The nation’s competition tsar has highlighted shortcomings with the proposed grocery industry code intended to limit unfair practices and establish clear conduct guidelines in the sector.
Head of the Australian Competition and Consumer Commission, Rod Sims, said the code would be more effective if retailers and suppliers were not granted the option of “contracting out” out of its provisions.
“This raises an issue of whether the code will address the problems which industry has identified if norms of conduct in the code are able to be traded away, rather than always enforceable,” Mr Sims said.
The voluntary code was agreed to by supermarket giants Coles and Woolworths, suppliers and the Australian Food and Grocery Council (AFGC) in November 2013 and sought to establish a number of guidelines to govern relations between retailers and suppliers.

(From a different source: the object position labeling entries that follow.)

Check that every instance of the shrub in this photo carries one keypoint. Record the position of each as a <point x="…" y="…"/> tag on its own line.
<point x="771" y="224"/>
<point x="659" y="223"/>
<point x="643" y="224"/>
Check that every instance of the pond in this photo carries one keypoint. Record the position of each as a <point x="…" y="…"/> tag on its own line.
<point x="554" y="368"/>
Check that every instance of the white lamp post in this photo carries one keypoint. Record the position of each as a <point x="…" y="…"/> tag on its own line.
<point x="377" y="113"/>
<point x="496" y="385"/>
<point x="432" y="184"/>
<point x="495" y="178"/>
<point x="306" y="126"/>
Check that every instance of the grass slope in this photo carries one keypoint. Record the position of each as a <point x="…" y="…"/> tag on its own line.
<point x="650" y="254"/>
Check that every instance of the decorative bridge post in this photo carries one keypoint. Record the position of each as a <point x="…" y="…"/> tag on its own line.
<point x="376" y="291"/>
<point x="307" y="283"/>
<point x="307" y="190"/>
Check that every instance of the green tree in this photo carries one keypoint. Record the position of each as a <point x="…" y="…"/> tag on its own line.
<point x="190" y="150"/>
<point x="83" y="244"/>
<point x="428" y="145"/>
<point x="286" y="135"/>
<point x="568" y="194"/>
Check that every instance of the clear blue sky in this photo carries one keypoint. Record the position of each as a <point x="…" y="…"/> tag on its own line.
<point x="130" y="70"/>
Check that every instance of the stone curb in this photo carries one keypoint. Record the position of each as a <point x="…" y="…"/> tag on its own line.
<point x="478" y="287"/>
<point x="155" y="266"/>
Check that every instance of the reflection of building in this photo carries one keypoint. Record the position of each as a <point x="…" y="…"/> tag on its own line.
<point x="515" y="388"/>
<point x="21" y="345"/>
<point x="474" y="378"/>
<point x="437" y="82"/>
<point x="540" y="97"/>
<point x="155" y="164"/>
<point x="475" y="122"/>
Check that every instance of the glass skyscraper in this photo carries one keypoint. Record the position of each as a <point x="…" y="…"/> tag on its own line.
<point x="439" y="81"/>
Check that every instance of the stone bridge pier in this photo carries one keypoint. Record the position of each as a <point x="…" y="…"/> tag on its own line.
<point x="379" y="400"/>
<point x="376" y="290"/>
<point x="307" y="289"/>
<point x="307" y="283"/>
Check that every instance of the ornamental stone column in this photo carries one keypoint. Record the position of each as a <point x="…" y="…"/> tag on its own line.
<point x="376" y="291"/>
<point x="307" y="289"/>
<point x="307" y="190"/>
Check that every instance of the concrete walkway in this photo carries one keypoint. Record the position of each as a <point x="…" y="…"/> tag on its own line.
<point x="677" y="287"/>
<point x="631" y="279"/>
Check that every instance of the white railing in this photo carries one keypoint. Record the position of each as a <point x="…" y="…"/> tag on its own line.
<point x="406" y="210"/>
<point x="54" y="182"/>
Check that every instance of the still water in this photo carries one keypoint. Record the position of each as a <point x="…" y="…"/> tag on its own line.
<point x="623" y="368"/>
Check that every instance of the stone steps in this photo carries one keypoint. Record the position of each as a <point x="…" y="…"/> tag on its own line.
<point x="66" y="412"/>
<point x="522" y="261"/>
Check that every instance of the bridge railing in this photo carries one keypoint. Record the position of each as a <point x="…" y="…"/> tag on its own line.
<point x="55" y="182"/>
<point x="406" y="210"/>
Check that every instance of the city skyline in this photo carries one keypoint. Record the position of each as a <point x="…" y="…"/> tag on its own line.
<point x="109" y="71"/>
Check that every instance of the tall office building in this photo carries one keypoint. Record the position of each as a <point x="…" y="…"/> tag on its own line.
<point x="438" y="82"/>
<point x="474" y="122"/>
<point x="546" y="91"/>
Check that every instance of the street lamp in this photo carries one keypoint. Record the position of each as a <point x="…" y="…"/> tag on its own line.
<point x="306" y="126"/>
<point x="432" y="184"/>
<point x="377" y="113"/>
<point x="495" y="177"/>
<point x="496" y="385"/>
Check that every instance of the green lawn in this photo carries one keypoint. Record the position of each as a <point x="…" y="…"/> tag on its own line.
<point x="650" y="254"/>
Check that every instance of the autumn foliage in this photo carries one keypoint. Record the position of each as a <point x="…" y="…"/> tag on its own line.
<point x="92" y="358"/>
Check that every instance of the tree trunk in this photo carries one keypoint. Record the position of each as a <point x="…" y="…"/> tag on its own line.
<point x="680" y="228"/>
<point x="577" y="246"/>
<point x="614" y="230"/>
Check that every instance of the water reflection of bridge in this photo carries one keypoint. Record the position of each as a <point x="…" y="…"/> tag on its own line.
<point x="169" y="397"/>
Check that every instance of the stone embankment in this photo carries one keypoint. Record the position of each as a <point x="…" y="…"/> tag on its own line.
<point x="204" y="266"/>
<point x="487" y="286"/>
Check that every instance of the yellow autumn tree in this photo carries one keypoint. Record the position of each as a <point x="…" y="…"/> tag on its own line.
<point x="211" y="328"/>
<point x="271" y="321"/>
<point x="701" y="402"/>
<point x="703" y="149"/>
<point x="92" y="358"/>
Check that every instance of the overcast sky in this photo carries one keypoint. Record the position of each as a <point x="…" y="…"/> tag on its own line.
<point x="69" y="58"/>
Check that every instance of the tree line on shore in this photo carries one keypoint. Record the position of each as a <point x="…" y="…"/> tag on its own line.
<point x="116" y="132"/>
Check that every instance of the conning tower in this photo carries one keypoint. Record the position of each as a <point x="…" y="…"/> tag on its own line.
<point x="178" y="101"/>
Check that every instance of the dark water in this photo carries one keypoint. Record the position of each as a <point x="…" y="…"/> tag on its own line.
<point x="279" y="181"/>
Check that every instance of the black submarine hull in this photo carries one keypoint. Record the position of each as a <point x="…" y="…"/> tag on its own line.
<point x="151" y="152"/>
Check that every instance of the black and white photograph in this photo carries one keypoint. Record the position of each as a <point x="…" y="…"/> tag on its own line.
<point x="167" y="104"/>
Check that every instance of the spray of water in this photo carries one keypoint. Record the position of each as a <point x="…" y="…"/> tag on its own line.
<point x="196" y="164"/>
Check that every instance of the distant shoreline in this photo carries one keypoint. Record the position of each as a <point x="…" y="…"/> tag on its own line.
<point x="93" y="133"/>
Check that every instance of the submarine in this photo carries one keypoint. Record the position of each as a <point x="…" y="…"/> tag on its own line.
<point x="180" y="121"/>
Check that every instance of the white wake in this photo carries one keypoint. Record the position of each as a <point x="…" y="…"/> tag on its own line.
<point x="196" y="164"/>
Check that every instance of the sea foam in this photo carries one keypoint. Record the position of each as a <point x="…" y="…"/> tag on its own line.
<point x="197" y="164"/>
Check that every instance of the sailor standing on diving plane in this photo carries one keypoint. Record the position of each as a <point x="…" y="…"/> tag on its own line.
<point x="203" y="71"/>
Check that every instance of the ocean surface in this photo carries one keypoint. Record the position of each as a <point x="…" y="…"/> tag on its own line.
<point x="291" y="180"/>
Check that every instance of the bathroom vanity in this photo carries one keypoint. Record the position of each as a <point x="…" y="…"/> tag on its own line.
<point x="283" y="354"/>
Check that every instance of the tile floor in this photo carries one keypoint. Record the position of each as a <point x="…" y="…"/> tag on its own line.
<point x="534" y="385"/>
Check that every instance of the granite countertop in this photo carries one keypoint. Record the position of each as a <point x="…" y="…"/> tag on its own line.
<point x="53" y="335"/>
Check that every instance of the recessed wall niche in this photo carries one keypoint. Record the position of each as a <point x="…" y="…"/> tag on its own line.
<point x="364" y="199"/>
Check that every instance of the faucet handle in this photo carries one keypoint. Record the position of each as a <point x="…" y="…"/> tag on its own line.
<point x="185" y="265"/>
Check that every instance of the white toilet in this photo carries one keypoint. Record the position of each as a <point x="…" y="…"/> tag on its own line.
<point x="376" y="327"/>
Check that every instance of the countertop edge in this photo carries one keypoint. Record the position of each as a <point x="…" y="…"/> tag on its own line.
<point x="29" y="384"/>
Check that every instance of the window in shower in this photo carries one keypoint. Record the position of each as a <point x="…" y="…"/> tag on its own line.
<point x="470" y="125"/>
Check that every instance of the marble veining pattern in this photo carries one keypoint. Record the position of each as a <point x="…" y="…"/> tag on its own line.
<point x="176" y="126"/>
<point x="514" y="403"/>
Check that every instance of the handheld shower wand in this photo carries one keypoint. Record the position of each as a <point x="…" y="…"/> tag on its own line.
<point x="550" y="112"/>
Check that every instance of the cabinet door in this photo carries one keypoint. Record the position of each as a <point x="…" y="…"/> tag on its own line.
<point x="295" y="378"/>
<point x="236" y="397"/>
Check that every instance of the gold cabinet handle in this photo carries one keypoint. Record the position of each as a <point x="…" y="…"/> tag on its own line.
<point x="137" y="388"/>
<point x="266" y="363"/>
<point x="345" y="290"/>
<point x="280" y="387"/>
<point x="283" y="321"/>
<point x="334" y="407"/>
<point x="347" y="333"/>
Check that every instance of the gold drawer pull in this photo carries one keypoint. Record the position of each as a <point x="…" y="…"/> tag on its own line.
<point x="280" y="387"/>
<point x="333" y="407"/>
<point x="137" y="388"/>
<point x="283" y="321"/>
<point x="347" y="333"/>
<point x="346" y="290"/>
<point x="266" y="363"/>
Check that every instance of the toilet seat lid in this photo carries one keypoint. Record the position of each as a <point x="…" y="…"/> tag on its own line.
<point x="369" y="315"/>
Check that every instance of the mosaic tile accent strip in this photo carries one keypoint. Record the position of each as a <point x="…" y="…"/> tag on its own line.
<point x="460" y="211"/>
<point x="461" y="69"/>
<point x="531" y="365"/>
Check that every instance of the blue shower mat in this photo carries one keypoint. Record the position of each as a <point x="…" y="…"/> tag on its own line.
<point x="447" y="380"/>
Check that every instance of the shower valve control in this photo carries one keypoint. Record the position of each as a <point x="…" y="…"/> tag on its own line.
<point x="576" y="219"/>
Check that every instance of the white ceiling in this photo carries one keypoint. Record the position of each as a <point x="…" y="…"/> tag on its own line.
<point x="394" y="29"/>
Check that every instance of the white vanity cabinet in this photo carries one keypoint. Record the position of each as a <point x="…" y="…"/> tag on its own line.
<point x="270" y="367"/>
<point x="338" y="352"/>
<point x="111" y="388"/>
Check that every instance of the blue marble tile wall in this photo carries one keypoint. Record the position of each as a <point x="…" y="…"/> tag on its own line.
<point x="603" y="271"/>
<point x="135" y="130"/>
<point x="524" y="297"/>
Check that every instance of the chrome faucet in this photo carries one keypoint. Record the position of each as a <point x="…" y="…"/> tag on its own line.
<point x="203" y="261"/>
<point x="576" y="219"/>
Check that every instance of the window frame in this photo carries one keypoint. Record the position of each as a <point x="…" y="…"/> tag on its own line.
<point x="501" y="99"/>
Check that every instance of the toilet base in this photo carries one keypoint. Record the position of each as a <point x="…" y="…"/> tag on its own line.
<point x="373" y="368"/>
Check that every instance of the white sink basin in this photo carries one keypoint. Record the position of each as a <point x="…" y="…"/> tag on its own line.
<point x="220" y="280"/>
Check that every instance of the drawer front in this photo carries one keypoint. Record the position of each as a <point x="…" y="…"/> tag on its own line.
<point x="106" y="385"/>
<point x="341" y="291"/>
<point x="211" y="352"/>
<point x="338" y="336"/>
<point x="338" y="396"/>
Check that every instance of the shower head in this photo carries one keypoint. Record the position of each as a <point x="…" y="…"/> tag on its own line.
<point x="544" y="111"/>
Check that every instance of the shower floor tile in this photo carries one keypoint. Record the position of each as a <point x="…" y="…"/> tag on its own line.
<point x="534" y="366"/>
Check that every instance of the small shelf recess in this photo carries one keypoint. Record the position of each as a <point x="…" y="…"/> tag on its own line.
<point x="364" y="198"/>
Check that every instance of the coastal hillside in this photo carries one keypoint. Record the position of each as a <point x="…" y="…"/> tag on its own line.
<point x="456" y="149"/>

While the ACCC is pushing for the terms of the code to be legally enforceable, Coles and Woolworths are concerned it might be interpreted too strictly and hamper their ability to negotiate side-deals.
Mr Sims concerns go to the issue of Coles and Woolworths leveraging their influence to force smaller suppliers to trade away the protections contained in the code.
Speaking at the Australian Food and Grocery Council’s Industry Leaders Forum in Canberra, Mr Sims warned against the code being watered down and losing its meaning.
He also backed the recent draft competition report conducted by Professor Ian Harper and said that the food and grocery sector stood to benefit from a number of proposals contained in the document.
“On road infrastructure provision and pricing, we support the panel’s recommendation on introducing cost-reflective road pricing linked to road construction, maintenance and safety,” Mr Sims said. “Importantly, more effective road user charges can be offset by lower fuel taxes which currently account for one quarter of fuel prices.
“The ACCC also welcomes the draft recommendations to deep competition in liner and coastal shipping services. This will also reduce your production costs.”
Master Grocers Australia chief executive Jos de Bruin told Dynamic Business that any industry code needed to be both mandatory and enforceable.